In the case of FH, there are no easy answers. A lower cholesterol diet might be necessary for people with FH but there are actually ways to do this without abandoning Paleo principles. Eating more fat from olive oil and other monounsaturated fats, including a higher percentage of calories from safe starches, and cutting down on animal fats can still yield a basically Paleo diet.
Other potential therapies include supplementation with thyroid hormones or iodine (to increase the activity of the receptors removing LDL cholesterol from the blood) and taking antioxidants (to prevent the LDL in the blood from oxidizing), but these aren’t good subjects for self-experimentation. In the absence of a safe, non-invasive therapy, finding an open-minded doctor willing to work specifically with you instead of writing an automatic statin prescription is the best way to manage FH.
If this all seems incredibly complicated and interrelated, that’s because it is. None of these reasons exists in a vacuum, because the body is a complicated system with an enormous number of interconnected parts. Thyroid problems, hormonal fluctuations, starvation, and metabolic diseases like fatty liver are all related, and it’s difficult to pin down one of them as the only problem affecting any particular person. This is also why it’s so silly to focus only on lowering cholesterol itself with statins, when there are so many other contributing factors.
Any number of lifestyle factors, like stress, micronutrient intake, or even leaky gut, can also influence all of these potential causes of high cholesterol, and explaining the links among them would probably fill several books. But what should be absolutely clear is that a diet higher in cholesterol isn’t the only factor contributing to higher levels of blood lipids, and that increased cholesterol isn’t an automatic reason to reach for the panic button. Whether high cholesterol is nothing but a symptom or whether it’s a victim of oxidation in the bloodstream, the problem is not one of any particular macro-or micronutrient, but rather of overall, big-picture health status.
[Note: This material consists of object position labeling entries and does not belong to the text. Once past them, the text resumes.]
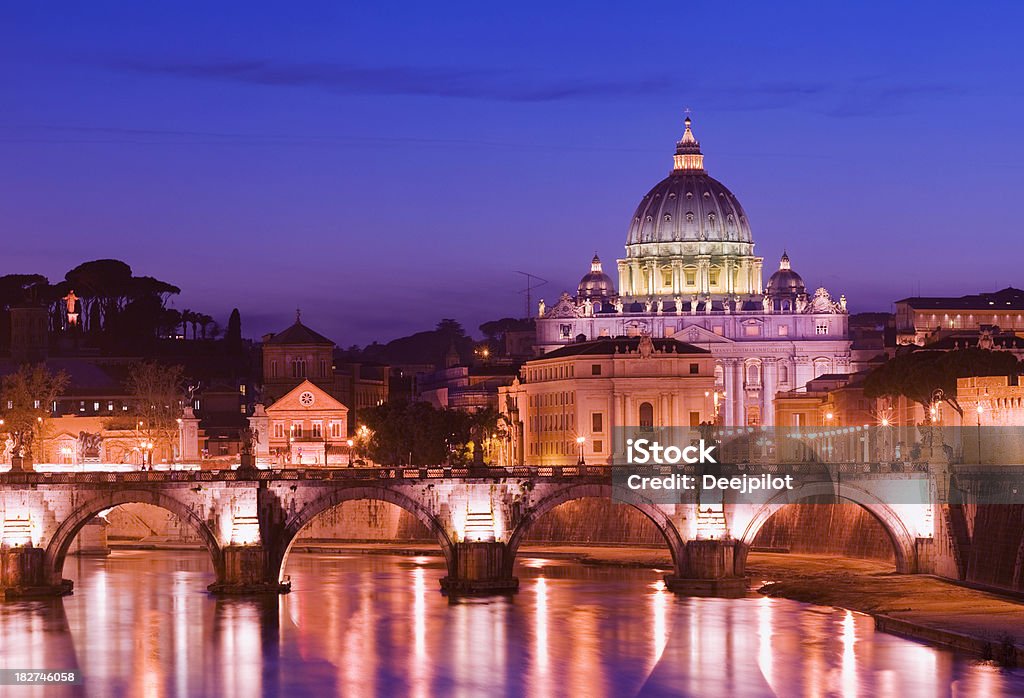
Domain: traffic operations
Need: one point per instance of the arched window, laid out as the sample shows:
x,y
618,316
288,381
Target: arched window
x,y
646,417
753,375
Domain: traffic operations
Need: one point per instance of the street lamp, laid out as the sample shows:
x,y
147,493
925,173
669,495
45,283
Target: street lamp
x,y
981,408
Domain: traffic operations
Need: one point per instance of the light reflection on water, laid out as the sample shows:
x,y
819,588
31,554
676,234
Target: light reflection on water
x,y
140,623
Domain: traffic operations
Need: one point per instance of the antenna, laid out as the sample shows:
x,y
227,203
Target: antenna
x,y
528,291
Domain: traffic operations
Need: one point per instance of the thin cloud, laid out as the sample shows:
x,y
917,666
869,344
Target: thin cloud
x,y
399,80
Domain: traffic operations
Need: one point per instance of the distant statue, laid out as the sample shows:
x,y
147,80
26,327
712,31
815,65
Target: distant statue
x,y
250,440
646,346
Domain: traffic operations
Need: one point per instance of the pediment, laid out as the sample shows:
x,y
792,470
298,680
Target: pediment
x,y
694,334
294,400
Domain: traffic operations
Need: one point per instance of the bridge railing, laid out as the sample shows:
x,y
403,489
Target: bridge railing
x,y
433,473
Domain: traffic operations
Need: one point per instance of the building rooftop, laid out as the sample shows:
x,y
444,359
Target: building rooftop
x,y
1007,299
622,345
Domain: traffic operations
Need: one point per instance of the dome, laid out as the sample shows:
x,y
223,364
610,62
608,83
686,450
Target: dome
x,y
785,281
596,285
689,205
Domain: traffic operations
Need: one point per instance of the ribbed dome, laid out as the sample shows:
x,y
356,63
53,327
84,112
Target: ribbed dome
x,y
596,285
785,281
688,205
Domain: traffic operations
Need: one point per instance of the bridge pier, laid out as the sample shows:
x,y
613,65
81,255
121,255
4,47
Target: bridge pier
x,y
248,569
480,568
23,575
710,569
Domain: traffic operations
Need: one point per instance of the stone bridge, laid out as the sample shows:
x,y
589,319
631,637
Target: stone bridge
x,y
249,521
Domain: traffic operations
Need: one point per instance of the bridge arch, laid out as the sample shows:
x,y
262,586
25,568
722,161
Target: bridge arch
x,y
578,491
59,542
336,496
902,540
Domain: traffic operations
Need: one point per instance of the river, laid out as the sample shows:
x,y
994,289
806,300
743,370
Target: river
x,y
141,624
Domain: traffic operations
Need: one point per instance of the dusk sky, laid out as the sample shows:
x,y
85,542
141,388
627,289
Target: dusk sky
x,y
385,166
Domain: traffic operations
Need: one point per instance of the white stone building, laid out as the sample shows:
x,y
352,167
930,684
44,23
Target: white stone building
x,y
690,274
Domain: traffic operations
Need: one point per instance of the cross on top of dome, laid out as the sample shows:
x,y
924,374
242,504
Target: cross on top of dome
x,y
688,157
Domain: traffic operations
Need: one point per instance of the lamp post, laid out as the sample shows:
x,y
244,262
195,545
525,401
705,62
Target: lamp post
x,y
981,408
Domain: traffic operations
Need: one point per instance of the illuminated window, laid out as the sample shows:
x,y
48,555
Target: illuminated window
x,y
646,417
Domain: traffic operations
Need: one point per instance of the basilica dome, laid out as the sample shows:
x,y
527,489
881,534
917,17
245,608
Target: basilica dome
x,y
689,205
785,281
596,285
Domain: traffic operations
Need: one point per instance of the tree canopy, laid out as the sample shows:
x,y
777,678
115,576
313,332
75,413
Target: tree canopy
x,y
916,375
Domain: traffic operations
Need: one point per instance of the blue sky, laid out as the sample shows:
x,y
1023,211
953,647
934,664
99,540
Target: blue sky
x,y
385,165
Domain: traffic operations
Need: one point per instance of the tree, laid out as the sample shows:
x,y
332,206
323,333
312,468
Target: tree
x,y
26,399
919,375
157,392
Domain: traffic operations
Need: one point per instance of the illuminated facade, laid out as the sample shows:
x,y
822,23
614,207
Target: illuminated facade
x,y
584,390
690,274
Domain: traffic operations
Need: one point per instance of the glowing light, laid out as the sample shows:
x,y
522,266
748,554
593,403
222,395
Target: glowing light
x,y
245,530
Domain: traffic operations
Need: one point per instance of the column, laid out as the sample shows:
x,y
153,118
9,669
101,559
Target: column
x,y
770,367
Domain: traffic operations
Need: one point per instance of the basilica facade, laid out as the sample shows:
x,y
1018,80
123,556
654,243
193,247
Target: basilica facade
x,y
690,274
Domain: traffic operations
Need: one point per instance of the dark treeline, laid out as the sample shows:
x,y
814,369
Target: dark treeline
x,y
115,308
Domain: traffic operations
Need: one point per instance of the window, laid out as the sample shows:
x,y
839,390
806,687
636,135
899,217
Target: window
x,y
646,417
753,375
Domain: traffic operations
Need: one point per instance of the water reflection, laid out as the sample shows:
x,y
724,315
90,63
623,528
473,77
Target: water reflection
x,y
139,623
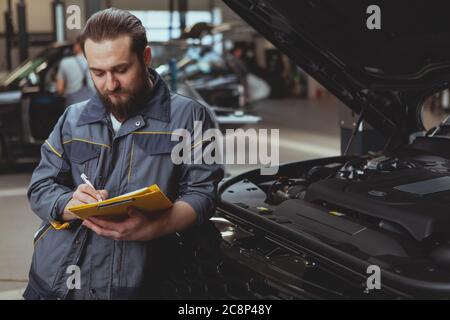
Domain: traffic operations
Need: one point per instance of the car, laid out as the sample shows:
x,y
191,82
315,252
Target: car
x,y
29,106
363,226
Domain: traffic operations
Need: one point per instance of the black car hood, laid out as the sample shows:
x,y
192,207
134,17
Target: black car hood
x,y
385,73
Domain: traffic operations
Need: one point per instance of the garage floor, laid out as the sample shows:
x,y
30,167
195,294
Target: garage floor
x,y
308,129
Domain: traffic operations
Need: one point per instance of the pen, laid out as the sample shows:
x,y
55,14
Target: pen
x,y
86,180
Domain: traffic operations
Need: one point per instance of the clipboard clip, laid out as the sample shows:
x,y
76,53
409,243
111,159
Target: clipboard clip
x,y
117,203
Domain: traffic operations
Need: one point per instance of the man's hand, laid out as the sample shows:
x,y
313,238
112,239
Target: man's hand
x,y
139,226
83,195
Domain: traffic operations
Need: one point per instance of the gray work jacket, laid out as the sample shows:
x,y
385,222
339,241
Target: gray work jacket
x,y
139,155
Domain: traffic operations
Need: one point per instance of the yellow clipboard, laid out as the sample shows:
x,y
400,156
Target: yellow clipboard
x,y
149,199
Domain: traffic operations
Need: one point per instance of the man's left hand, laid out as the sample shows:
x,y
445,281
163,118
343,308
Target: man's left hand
x,y
136,227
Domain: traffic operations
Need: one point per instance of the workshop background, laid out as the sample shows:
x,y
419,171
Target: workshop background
x,y
203,50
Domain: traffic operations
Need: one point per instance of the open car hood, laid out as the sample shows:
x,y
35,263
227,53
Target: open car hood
x,y
385,73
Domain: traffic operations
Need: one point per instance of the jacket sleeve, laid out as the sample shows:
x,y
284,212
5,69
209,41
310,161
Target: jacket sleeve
x,y
199,181
51,185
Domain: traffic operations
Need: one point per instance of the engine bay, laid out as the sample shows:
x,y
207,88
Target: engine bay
x,y
393,208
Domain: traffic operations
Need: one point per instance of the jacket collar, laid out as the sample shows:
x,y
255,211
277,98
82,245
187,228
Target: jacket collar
x,y
157,106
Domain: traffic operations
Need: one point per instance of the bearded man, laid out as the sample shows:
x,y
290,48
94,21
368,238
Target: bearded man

From the Paleo perspective, this means that the logical response to high cholesterol is to find out what’s really behind it, and take action (or not) accordingly, not to reflexively focus on the cholesterol itself.
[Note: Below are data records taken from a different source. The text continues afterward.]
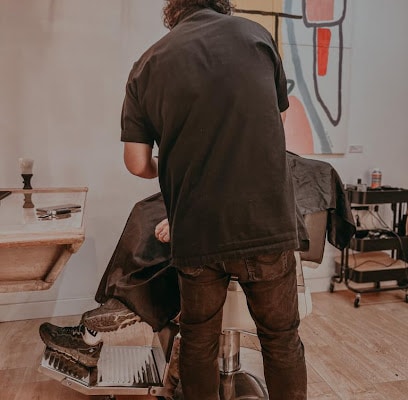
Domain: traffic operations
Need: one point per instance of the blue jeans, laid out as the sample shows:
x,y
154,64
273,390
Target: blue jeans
x,y
270,285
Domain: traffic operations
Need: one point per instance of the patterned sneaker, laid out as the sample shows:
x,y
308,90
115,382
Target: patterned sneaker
x,y
110,316
70,342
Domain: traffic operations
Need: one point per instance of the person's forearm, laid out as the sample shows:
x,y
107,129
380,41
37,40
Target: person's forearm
x,y
150,170
139,161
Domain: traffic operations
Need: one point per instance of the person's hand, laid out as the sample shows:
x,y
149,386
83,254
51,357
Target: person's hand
x,y
162,231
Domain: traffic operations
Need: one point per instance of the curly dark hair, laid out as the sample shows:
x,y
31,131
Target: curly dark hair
x,y
174,10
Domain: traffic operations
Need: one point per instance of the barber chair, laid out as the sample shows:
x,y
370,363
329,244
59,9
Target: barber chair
x,y
241,367
147,370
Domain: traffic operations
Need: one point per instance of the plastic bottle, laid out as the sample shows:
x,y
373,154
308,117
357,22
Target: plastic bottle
x,y
376,176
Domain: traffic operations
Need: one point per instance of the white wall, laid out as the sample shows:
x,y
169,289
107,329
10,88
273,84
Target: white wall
x,y
63,68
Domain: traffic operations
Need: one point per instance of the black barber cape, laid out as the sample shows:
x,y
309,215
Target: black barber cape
x,y
140,274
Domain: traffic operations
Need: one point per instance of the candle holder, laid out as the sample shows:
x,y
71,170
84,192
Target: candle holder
x,y
26,166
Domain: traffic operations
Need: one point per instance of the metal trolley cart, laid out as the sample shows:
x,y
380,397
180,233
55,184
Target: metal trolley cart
x,y
379,255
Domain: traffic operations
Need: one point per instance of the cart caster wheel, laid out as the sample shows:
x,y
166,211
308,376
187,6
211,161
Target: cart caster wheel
x,y
357,302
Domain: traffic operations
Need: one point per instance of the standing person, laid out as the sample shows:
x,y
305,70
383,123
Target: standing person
x,y
210,93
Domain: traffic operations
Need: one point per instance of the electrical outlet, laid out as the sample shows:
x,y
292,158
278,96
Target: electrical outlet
x,y
355,148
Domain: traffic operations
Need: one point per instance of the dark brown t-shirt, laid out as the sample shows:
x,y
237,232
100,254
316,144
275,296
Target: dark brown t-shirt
x,y
210,94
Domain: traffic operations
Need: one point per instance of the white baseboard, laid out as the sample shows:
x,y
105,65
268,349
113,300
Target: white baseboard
x,y
45,309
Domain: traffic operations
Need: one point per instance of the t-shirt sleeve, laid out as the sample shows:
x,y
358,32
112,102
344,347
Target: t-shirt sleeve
x,y
280,81
134,125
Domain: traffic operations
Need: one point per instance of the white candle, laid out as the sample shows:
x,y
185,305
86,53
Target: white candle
x,y
26,165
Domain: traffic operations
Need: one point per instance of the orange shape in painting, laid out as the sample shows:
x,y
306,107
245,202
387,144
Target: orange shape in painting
x,y
323,44
299,138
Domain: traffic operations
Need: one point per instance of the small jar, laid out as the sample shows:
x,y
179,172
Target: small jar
x,y
376,176
361,187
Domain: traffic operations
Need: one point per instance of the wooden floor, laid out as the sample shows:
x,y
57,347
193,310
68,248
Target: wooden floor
x,y
352,353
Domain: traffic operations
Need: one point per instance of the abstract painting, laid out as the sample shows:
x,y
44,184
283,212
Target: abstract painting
x,y
314,41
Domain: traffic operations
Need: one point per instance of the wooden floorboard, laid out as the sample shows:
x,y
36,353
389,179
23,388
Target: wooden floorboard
x,y
351,353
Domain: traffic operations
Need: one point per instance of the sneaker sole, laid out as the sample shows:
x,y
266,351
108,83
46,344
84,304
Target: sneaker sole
x,y
109,323
76,356
65,364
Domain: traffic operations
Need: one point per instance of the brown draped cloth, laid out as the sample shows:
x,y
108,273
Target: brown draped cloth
x,y
139,272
That said, convincing your doctor of this might be a lot trickier than convincing yourself. Most doctors are still stuck in the lipid hypothesis, and many will make a serious effort to put a patient with high cholesterol on statins – even though statins show no proven benefit for anyone besides middle-aged men who have already had one cardiac event. Rather than attempting to convert a skeptical cardiologist to Paleo wisdom in one office visit, try using the Paleo Physicians Network to find a fat-friendly doctor, or asking for a plaque scan to get a more accurate idea of your own risk.
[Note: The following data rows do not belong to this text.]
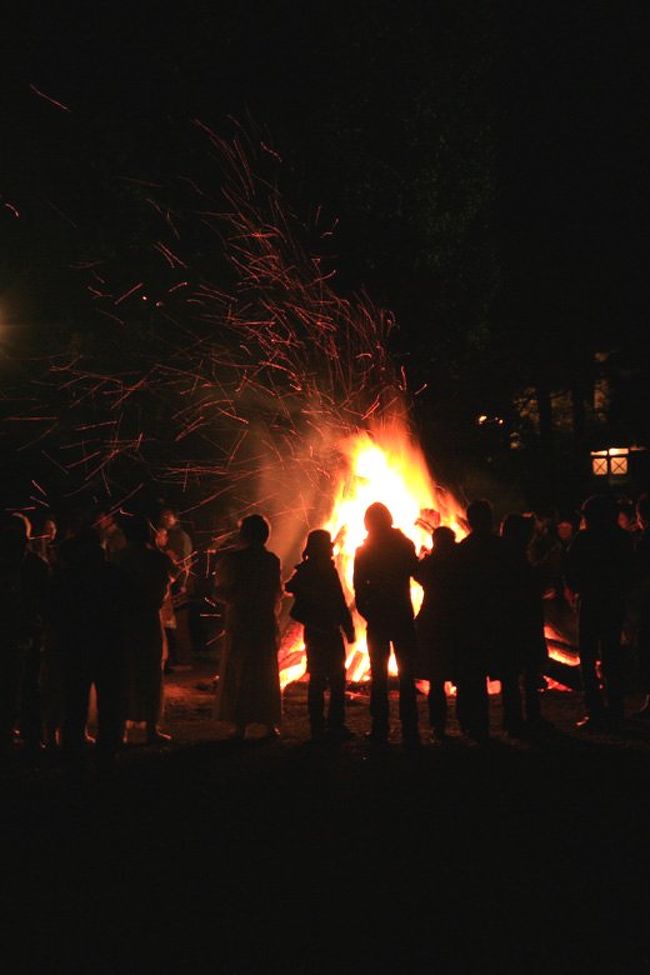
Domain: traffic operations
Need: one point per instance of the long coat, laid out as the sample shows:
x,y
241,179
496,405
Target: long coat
x,y
248,581
148,572
435,622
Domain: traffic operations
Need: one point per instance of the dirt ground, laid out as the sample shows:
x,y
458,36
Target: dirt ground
x,y
209,856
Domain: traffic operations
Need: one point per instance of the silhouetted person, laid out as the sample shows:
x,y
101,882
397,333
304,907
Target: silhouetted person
x,y
642,599
23,594
435,623
383,568
249,583
524,649
599,567
321,607
148,574
89,598
481,602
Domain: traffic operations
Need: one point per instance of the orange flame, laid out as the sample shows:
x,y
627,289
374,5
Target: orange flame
x,y
389,468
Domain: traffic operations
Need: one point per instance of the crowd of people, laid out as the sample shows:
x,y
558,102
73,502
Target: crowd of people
x,y
107,607
482,617
102,607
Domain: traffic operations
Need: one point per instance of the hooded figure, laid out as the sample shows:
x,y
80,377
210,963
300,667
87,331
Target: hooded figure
x,y
383,568
248,581
321,607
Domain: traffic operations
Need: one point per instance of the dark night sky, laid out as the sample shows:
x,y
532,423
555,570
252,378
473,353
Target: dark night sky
x,y
565,91
487,161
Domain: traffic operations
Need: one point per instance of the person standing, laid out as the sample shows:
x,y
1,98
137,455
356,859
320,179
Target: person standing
x,y
179,548
321,607
87,612
148,574
525,653
111,534
481,616
24,580
435,623
642,599
383,568
599,573
248,581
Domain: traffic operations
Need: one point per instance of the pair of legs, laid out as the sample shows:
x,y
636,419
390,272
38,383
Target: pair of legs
x,y
318,683
402,638
83,668
472,702
326,663
600,639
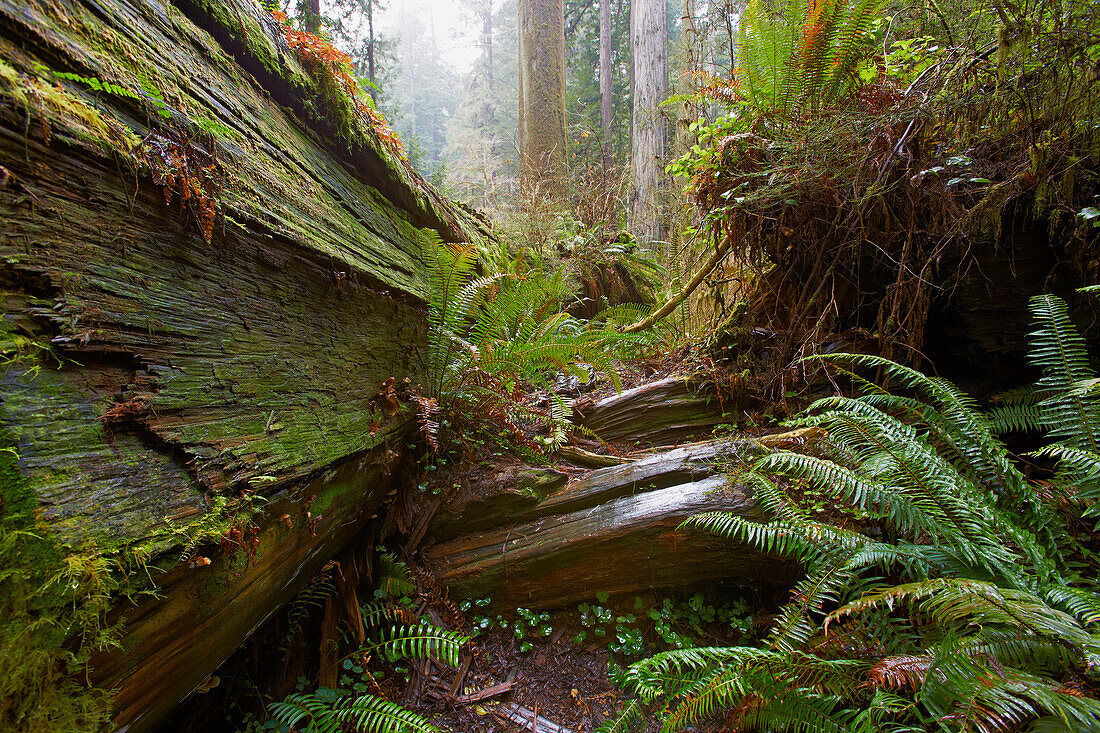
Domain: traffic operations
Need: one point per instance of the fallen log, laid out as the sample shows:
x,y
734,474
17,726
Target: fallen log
x,y
659,413
625,545
528,719
172,365
484,693
518,493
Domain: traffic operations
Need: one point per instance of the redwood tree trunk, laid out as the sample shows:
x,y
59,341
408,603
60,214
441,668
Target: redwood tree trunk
x,y
649,31
605,79
542,97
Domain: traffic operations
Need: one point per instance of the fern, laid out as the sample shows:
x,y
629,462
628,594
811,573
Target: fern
x,y
989,614
494,337
328,711
1071,415
364,712
419,642
798,56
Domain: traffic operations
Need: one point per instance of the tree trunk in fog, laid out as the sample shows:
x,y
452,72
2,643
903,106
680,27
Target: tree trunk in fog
x,y
649,30
542,97
370,43
605,79
487,111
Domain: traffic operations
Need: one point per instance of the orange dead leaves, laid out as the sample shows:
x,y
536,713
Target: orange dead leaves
x,y
188,175
316,50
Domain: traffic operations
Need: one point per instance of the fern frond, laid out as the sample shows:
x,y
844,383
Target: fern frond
x,y
1058,349
371,714
419,642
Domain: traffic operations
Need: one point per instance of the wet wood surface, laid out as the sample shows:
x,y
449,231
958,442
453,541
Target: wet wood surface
x,y
168,372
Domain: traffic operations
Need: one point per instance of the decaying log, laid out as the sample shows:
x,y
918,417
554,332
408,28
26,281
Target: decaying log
x,y
180,371
582,457
614,531
659,413
485,693
508,495
529,719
For some more self-education, there are also a lot of great online resources that you don’t need an appointment to use. Chris Kresser has a great series of posts on heart disease and cholesterol, and Chris Masterjohn’s blog at Cholesterol and Health is a gold mine of resources. Educating yourself first, and then finding a doctor willing to work with you, is the best way to keep enjoying the benefits of Paleo without worrying about your cholesterol numbers.